Project General Description
For about 23 years, Ben Ali’s regime grip on Tunisia was maintained by a combination of harsh repression and statist economic development. However, on 14 January 2011, the regime of Ben Ali came to an abrupt end revealing the fallacy of his leadership ‘model’. It became clear that it was mostly those with close ties to the regime who were given opportunities to thrive and evolve as leaders in the public and private sectors. Many private businesses benefited from the largesse of the regime and an unfair competitive environment to grow and thrive. Even leaders of organizations in civil society were selected, influenced and pressured by the regime. As a result, only those acquainted with those in power had the opportunity to develop leadership experience, while leadership capacities in the rest of society faded away. Even after the departure of Ben Ali, the old oligarchy still permeates the state apparatus, occupying key positions in the administration, the Interior Ministry, the media, the judiciary and so on.
The new authorities in Tunisia have recognized the development of leadership skills in the private and public sectors as well as in civil society as a critical condition for a successful transition process. In May 2012, the Ministry of Administrative Reforms of the Republic of Tunisia signed a memorandum of understanding with the University of Victoria seeking cooperation and exchange for the development and delivery of training programs in leadership and governance and technical cooperation in the areas of governance and administrative reforms (see Annex I ). In June 2012, the University of Victoria’s Peter B. Gustavson School of Business collaborated with New York University’s Stern School of Business to deliver a coaching program for senior officials in Tunisia over three days, where internationally renowned, transformative states-people and influential scholars exchanged ideas with and advised Tunisian officials. These meetings and coaching sessions informed Tunisian leadership decisions and provided insights into reforms and transition challenges. See Annex II for endorsement letter from Prime Minister Jebali.

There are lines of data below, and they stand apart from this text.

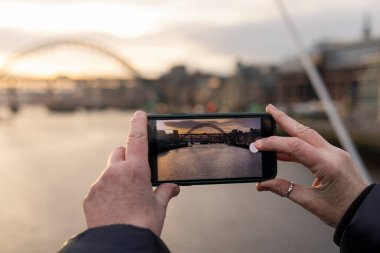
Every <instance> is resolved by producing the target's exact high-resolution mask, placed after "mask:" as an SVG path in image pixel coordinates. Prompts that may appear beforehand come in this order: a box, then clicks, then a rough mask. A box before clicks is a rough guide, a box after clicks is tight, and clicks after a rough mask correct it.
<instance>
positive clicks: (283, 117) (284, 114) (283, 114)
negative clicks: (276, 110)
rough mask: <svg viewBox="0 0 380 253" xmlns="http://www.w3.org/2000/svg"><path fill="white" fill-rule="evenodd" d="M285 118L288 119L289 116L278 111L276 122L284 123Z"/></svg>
mask: <svg viewBox="0 0 380 253" xmlns="http://www.w3.org/2000/svg"><path fill="white" fill-rule="evenodd" d="M287 117H289V116H288V115H287V114H286V113H284V112H282V111H280V112H279V113H278V115H277V120H278V121H279V122H282V121H284V120H285V119H286V118H287Z"/></svg>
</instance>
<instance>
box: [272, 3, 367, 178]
mask: <svg viewBox="0 0 380 253" xmlns="http://www.w3.org/2000/svg"><path fill="white" fill-rule="evenodd" d="M274 1H275V3H276V5H277V8H278V10H279V12H280V13H281V16H282V18H283V20H284V23H285V25H286V28H287V29H288V32H289V34H290V36H291V38H292V39H293V42H294V44H295V46H296V48H297V51H298V57H299V59H300V61H301V63H302V65H303V67H304V69H305V71H306V73H307V75H308V77H309V79H310V82H311V84H312V86H313V88H314V90H315V92H316V93H317V95H318V97H319V99H320V101H321V102H322V105H323V107H324V109H325V111H326V114H327V117H328V118H329V120H330V122H331V124H332V126H333V128H334V130H335V133H336V135H337V136H338V139H339V141H340V143H341V145H342V146H343V148H344V149H345V150H346V151H347V152H349V153H350V154H351V156H352V159H353V161H354V162H355V163H356V165H357V167H358V169H359V170H360V172H361V174H362V175H363V177H364V179H365V180H367V181H368V182H371V178H370V176H369V174H368V171H367V169H366V167H365V165H364V163H363V161H362V159H361V157H360V155H359V153H358V151H357V149H356V147H355V145H354V143H353V142H352V139H351V137H350V135H349V134H348V131H347V129H346V127H345V126H344V124H343V121H342V119H341V117H340V116H339V114H338V112H337V111H336V108H335V106H334V104H333V102H332V101H331V97H330V95H329V93H328V91H327V89H326V85H325V84H324V82H323V80H322V78H321V76H320V74H319V73H318V71H317V70H316V68H315V66H314V64H313V63H312V62H311V60H310V57H309V55H308V54H307V52H306V50H305V48H304V46H303V43H302V41H301V38H300V36H299V34H298V32H297V29H296V27H295V25H294V23H293V22H292V20H291V18H290V16H289V14H288V12H287V10H286V8H285V5H284V4H283V2H282V1H281V0H274Z"/></svg>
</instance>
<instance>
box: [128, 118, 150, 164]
mask: <svg viewBox="0 0 380 253" xmlns="http://www.w3.org/2000/svg"><path fill="white" fill-rule="evenodd" d="M126 157H127V158H129V159H130V158H131V157H132V158H135V157H141V158H142V159H147V158H148V131H147V117H146V113H145V112H143V111H136V112H135V114H134V115H133V118H132V119H131V128H130V130H129V134H128V139H127V150H126Z"/></svg>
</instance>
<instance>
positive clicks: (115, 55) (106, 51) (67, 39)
mask: <svg viewBox="0 0 380 253" xmlns="http://www.w3.org/2000/svg"><path fill="white" fill-rule="evenodd" d="M60 46H77V47H82V48H87V49H91V50H93V51H95V52H98V53H100V54H101V55H104V56H106V57H107V58H110V59H112V60H113V61H115V62H116V63H117V64H119V65H120V66H121V67H122V68H123V69H124V70H125V71H126V72H128V74H129V73H131V74H132V76H133V78H135V79H141V78H142V76H141V74H140V73H139V72H138V71H137V70H136V69H135V68H134V67H133V66H132V65H131V64H129V63H128V62H127V61H126V60H125V59H123V58H122V57H121V56H119V55H118V54H117V53H116V52H113V51H112V50H110V49H108V48H107V47H105V46H103V45H100V44H99V43H92V42H89V41H86V40H77V39H60V40H54V41H48V42H43V43H40V44H36V45H33V46H31V47H28V48H25V49H24V50H20V51H19V52H16V53H14V54H13V55H12V56H11V57H10V58H9V60H8V61H7V62H6V63H5V64H4V65H3V67H2V69H1V70H0V77H4V76H7V75H8V74H9V73H8V72H9V69H10V68H11V67H12V65H13V64H14V63H16V62H17V61H19V60H21V59H23V58H25V57H27V56H30V55H32V54H35V53H39V52H42V51H45V50H48V49H51V48H57V47H60Z"/></svg>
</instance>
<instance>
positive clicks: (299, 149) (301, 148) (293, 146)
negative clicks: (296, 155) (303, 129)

Based on this successful experience, the Tunisian Government is hereby proposing to train new leadership at the decision making level of Tunisian society to lead the way. The funding requested from the MENA Transition fund, alongside the Tunisian Government investment, will allow initiation of a Leading the Way pilot project and which will: i) consolidate a delivery consortium, ii) develop program content, and iii) deliver training.